Ashtavakra Gita Verse 1.18

साकारमनृतं विद्धि निराकारं तु निश्चलम्। एतत्तत्त्वोपदेशेन न पुनर्भवसम्भवः॥१८॥

18. Know that which has form to be false and the formless to be changeless. Through this spiritual instruction you shall escape the possibility of rebirth

When a sincere seeker tries to practise what has been suggested in the previous verse, the meditator may meet with a persistent obstacle at almost every moment of his meditation. He has been advised in the previous verse that the Self is ‘profound intelligence, serene and unperturbed’. Yet, in the meditator, thought waves do rise up continuously to disturb and distract his attention. How is he to dry up this continuous eruption of mental pictures, drawn from the past memories or fancied by his faculty of imagination? Here Aṣṭāvakra very subtly suggests, to the seekers, a technique on how to hush up the mind and silence the intellect. 
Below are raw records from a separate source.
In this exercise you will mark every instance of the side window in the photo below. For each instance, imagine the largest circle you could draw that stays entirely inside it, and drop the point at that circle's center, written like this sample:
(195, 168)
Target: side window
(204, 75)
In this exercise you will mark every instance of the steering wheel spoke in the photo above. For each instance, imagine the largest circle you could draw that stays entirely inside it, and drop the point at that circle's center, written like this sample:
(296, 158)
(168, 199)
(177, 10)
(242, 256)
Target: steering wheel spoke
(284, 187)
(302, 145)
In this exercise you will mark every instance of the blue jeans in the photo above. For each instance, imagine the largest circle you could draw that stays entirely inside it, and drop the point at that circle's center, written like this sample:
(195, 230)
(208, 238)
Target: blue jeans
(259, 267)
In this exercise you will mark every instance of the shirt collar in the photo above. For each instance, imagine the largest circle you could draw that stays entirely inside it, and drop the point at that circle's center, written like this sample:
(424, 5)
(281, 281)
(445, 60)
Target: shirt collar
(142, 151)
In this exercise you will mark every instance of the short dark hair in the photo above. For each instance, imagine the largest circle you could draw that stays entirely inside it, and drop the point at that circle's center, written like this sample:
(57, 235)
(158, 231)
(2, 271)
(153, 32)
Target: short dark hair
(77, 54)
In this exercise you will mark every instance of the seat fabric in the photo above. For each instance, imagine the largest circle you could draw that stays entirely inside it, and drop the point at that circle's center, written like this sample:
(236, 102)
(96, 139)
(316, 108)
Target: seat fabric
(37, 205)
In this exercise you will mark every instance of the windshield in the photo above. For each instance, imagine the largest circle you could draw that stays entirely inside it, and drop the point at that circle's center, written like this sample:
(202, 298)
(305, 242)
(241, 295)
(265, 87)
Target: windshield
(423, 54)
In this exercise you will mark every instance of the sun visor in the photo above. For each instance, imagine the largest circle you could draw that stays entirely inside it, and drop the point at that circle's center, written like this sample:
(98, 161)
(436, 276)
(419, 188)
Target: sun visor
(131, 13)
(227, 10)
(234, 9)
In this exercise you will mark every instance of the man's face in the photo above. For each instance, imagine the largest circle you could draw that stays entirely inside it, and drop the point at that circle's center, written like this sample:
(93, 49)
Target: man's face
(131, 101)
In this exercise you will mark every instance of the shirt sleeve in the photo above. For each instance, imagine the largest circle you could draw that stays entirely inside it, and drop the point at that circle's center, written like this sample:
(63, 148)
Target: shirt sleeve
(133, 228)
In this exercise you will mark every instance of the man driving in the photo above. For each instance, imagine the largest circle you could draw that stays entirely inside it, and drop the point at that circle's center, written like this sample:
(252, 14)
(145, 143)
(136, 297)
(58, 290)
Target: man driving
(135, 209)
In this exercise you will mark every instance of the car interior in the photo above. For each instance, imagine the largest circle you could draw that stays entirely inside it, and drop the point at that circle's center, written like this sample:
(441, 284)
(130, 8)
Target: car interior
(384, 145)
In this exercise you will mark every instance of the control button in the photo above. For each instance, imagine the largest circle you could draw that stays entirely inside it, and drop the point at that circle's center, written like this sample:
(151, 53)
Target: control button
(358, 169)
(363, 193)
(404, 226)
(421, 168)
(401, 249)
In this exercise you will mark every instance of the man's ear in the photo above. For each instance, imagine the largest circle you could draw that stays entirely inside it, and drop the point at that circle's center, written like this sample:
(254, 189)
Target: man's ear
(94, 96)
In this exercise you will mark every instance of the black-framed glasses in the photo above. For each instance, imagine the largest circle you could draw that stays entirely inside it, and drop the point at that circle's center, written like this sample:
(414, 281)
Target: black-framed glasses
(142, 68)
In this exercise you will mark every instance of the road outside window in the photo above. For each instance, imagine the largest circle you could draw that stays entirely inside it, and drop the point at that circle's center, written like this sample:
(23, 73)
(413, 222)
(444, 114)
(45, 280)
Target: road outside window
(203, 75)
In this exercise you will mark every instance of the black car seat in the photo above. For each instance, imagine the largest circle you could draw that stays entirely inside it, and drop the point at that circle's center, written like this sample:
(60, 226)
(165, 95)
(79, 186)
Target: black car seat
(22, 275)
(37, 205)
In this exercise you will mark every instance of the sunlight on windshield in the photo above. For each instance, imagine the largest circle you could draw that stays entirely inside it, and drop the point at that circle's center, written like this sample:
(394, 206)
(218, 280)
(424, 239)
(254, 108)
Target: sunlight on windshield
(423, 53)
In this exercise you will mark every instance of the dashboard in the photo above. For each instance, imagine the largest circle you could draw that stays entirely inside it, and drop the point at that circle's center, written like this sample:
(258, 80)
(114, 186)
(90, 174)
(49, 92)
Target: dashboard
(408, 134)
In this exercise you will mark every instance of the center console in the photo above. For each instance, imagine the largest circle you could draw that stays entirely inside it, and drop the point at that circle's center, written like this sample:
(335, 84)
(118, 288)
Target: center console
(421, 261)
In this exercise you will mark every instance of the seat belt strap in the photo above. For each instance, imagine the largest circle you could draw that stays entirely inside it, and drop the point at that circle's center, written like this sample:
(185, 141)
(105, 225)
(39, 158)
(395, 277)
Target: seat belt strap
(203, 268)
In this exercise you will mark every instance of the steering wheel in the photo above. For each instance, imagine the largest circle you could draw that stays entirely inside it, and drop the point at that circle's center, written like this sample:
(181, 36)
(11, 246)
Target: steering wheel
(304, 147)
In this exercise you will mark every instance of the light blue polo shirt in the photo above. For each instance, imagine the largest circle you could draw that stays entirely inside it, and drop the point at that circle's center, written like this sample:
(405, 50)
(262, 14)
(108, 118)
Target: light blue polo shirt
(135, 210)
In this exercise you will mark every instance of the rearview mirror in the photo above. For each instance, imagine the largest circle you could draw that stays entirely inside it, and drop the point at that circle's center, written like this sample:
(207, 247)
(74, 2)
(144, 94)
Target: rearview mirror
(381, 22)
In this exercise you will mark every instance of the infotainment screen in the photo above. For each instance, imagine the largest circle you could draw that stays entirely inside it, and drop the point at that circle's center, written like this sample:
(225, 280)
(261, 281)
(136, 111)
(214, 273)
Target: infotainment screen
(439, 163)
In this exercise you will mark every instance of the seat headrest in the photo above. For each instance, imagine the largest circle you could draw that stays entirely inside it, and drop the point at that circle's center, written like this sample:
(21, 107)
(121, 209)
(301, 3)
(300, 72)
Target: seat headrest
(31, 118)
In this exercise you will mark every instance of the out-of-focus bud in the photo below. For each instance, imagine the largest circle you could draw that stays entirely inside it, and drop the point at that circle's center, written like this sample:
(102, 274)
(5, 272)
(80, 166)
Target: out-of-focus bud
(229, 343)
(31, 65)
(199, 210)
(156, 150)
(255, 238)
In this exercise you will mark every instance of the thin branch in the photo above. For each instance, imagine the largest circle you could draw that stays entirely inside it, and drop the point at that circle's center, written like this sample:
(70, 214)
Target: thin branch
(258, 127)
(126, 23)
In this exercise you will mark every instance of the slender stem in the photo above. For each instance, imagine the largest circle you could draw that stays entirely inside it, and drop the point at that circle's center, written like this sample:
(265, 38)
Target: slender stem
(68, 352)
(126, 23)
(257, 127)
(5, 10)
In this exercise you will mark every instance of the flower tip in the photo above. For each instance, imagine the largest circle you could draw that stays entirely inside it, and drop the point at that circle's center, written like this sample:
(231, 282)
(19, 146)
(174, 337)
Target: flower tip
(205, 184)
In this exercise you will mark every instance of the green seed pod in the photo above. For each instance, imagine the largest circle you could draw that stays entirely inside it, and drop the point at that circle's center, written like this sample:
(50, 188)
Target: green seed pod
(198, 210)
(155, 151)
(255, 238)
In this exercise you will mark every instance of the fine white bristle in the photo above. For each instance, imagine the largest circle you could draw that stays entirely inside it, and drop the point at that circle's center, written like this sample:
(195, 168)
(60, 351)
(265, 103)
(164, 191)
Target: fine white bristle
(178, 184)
The student must have a clear idea of what he is seeking. In meditation, the student is seeking the Real, in and through his own mental web, woven by the erratic play of the illusory names and forms that constitute the unreal. In the mystic literature, ‘that which remains changeless in the past, present and future’ is the Real, and ‘that which was not and will not be, but apparently seems to exist in the present’ is the unreal. Thus, the post is ‘real’; the ghost is ‘unreal’. The waking is ‘real’; the dream is ‘unreal’. The ocean is real, the waves are unreal. The changing world of plurality is the unreal; the permanent substratum is the Real. 

The body, the mind, the intellect and their perceptions, emotions and thoughts are all constantly changing and therefore, they are unreal. The Consciousness that illumines their rise, their existence and their disappearance is permanent and, therefore, is Real. Having thus a clear notion of what is Real and what is unreal, the meditator can very easily reject the false, the unreal and aspire to apprehend the true, the Real. ‘Know that which has form’, meaning every object of experience, ‘to be false’ and ‘the formless to be the changeless’, meaning true (Real).

Naturally, therefore, the attention of the meditator is directed, away from his equipments of experiences, into the pure seat of all Consciousness. When the Knowledge of this True Nature of the Self reaches the meditator, his illusory ego and its misapprehension of the universe shall roll away.